What a dashing figure Jo March would cut in the world, if only the world would allow it.
In trousers and tailcoat, she’d make her way through Europe, and make a name for herself in the bargain. She’d “become Shakespeare and Dickens and Thackeray,” she tells her sisters, who have much tamer dreams.
For some of us, Jo has always been the most compelling character by far in Louisa May Alcott’s coming-of-age novel “Little Women.” In reworking it for the stage, Kate Hamill (best known for her smart, sprightly Jane Austen adaptations) has done the dramatically sensible thing and placed Jo at the center — along with Laurie, the spirited boy next door, who loves Jo in a way that she can’t return.
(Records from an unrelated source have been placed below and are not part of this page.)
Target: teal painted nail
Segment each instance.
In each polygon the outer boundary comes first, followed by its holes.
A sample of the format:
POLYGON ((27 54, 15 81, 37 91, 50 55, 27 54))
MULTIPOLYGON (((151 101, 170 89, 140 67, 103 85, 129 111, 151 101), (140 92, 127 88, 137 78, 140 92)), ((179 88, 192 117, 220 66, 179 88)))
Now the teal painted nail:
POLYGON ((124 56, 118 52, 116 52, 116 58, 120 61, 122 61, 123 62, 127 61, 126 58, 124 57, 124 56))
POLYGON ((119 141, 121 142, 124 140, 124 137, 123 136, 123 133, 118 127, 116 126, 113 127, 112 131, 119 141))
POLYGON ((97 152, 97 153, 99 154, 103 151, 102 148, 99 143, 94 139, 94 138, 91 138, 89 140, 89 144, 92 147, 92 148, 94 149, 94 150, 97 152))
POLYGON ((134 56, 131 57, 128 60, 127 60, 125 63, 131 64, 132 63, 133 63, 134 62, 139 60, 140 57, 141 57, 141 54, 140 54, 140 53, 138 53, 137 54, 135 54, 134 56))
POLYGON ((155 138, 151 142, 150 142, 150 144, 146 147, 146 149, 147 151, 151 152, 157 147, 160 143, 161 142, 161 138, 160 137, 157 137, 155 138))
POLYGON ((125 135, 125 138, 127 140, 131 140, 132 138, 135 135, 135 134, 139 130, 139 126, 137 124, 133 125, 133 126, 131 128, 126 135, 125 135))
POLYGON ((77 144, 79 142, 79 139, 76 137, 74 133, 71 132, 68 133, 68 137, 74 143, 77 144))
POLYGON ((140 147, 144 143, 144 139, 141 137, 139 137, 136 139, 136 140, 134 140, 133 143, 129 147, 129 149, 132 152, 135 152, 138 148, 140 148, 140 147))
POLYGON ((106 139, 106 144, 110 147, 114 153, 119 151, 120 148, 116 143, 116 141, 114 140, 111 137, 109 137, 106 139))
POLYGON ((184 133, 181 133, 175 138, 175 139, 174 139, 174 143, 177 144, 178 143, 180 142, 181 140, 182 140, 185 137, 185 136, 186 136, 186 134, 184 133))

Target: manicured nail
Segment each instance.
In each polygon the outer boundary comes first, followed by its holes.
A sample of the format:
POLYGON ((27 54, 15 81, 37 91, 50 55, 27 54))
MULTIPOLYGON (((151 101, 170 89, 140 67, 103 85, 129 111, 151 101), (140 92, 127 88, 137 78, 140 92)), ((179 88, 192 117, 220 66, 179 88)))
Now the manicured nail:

“You can be lonely in a crowd, if it’s not the right crowd,” Jo tells the girls, and so she is, stuck in a world of women when her every fiber yearns to adventure alongside the men. All the nonsense restrictions of ladylike behavior — and feminine dress — only make her struggle harder.
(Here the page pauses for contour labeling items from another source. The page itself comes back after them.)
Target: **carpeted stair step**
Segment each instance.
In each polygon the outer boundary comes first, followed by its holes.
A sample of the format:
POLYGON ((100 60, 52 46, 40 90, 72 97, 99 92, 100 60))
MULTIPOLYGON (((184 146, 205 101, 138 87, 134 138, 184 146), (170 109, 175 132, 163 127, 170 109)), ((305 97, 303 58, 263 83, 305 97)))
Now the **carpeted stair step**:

From the opening moments of the play, directed by Sarna Lapine and presented by Primary Stages at the Cherry Lane Theater, Kristolyn Lloyd makes a charming and entirely sympathetic Jo. Nate Mann, in a lovely New York stage debut, gives her the ideal companion in his awkward, dryly funny Laurie.
There’s a peculiar lack of warmth to Ms. Lapine’s production as a whole, however. Rebalanced though Alcott’s narrative is — and Ms. Hamill, in a program note, professes a belief in “radical adaptation” — this “Little Women” is still the story of a family. Set during the Civil War, which their father has gone off to join, it’s about the Marches persevering on the home front.
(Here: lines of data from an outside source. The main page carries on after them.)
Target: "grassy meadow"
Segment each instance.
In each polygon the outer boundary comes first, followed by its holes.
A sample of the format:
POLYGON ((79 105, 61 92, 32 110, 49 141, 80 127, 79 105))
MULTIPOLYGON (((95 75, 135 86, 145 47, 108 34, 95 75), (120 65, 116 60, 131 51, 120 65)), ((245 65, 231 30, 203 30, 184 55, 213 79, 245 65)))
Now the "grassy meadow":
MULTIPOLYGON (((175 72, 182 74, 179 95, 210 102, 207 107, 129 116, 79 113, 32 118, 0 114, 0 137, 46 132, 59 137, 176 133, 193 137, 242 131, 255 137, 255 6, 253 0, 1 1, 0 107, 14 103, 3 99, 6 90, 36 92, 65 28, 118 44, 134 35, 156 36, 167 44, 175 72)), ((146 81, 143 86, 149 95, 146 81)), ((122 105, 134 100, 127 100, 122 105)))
That includes the proper eldest daughter, Meg (Ms. Hamill); sickly, saintly Beth (Paola Sanchez Abreu); selfish, flouncing Amy (Carmen Zilles); their beloved mother, Marmie (Maria Elena Ramirez); and their housekeeper, Hannah, a small role that the expert Ellen Harvey imbues with outsize comedy.
But these Marches don’t feel much like a unit, and the first act, performed with too-manic energy, is hobbled by our not knowing most of them in any depth. The novel is huge and many-tentacled; the play has to focus more tightly. In doing so, it relies too much on our familiarity with, and affection for, the book.
The play is more frolicsome and complex on the page than in this production, which seems undecided whether to aim itself at school-age audiences, grown-ups or — ideally — both.
The second act, confronting questions of marriage and other adult matters, is the richer of the two. Meg, now a frazzled young mother, gets a gorgeous scene of near despair, movingly performed by Ms. Hamill with just the right comic touch.
Haloed as she is, Beth is doomed to remain the boring one. But the silly, malaprop-prone Amy blossoms fully into her horridness, becoming an excellent foil for Jo, the pants-wearing hero we root for as obstacles pile up. When Laurie offers to rescue her, he means well yet clearly doesn’t understand.
“There’s no place for me in this world,” Jo tells him.
“Hold on to me,” he says.
And your heart may break, just a little, that they can’t go off into that world together, forever bosom pals.
Through June 29 at Primary Stages, Manhattan; 212-352-3101, primarystages.org. Running time: 2 hours 5 minutes.